NSA and GCHQ have broken internet encryption, created backdoors that anyone could use

NSA and GCHQ have broken internet encryption, created backdoors that anyone could use

This is the big one: New documents released by Edward Snowden show that the NSA and its British equivalent, GCHQ (pictured above), have cracked VPNs, SSL, and TLS — the encryption technologies that keep your data secure on the internet. The NSA program, dubbed Bullrun, took 10 years to crack the web’s encryption technologies, before finally reaching a breakthrough in 2010 that made “vast amounts” of previously unreadable data accessible. Perhaps more worryingly, the NSA has an ongoing program to place backdoors in commercial products (websites, routers, encryption programs, etc.) to enable easy snooping on encrypted communications. The documents, which contain some choice phrases such as, “work has predominantly been focused this quarter on Google due to new access opportunities being developed,” almost completely undermines the very basis of the internet, obliterating the concept of trust online.

The documents outline a three-pronged plan to ensure the NSA can access the bulk of the internet’s encrypted traffic: Influencing the development of new encryption standards to introduce weaknesses, using supercomputers to break encryption, and collaborating with ISPs and tech companies to gain backdoor access. Unfortunately, the documents don’t outline exactly how the NSA and GCHQ broke the security of VPNs, SSL, and TLS, only that they have successfully done it. There are numerous possibilities, with the two simplest being that the intelligence agencies have either obtained the root certificates used to sign private keys, or they’ve found a flaw in the standards that can be easily exploited — perhaps using a flaw that they themselves introduced into the standard.

A slide detailing the successes of the NSA and GCHQ programs to break internet encryption

The final point, that the NSA has been lobbying ISPs and tech companies to include backdoors in their products, is the most chilling. These backdoors might consist of hardware-level access (say, in your home router or a big router at your ISP) that allows the NSA to log in and spy on any data that passes through. These backdoors might be the NSA working with major tech companies, such as Microsoft or Facebook, to deliberately introduce flaws into the encryption tech so that the NSA can easily crack it. (A previous leak pegged Microsoft as helping the NSA circumvent encryption used by Outlook.com and IM services.) The main thing, though, is that these commercial entities are working with, not against, the NSA to introduce these backdoors.

At first blush, in the words of the NSA itself, these decryption programs are the “price of admission for the US to maintain unrestricted access to and use of cyberspace.” The problem is, by deliberately introducing security flaws, the NSA and GCHQ have obliterated the concept of trust online. The whole point of VPNs and TLS is that they are impossible to crack — at least within a reasonable time frame. We now know that our secure communications can be easily snooped on by the government — but more importantly, due to this plethora of backdoors, we can’t be sure that only the government is listening in. That’s the problem with a backdoor: It’s great while you’re the only one who knows about it, but it’s game-breakingly awful if someone else — an enemy government, for example — stumbles across it. (See: XKeyscore: The NSA program that collects ‘nearly everything’ that you do on the internet.)

This diagram shows how GCHQ proposed to identify, intercept, and decrypt encrypted traffic in near-real time.

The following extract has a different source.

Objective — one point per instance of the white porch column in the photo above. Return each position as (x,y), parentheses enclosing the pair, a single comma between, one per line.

For years the security industry has speculated that the internet was riddled with NSA backdoors, and now it seems we have confirmation. It would be foolish to assume that these backdoors haven’t been exploited by other, “non-authorized” entities. If you require private and secure communications, now would be the time consider your alternatives. (Have you ever thought about physically exchanging thumb drives?) Ideally, if the cryptographic systems behind VPN, SSL, and TLS have been broken (3DES, AES, etc.) then work needs to begin on new industry-standard ciphers. This would likely take years.

For a lot more information on the NSA and GCHQ’s sigint (signals intelligence) operations,hit up the Guardian. I can’t say that I’m really surprised, but it’s still a bit depressing to see the terrifying extent of their sigint operations laid bare — and moreover, I guarantee that, due to the higher levels of classification that Snowden couldn’t access, this is still just the tip of the iceberg.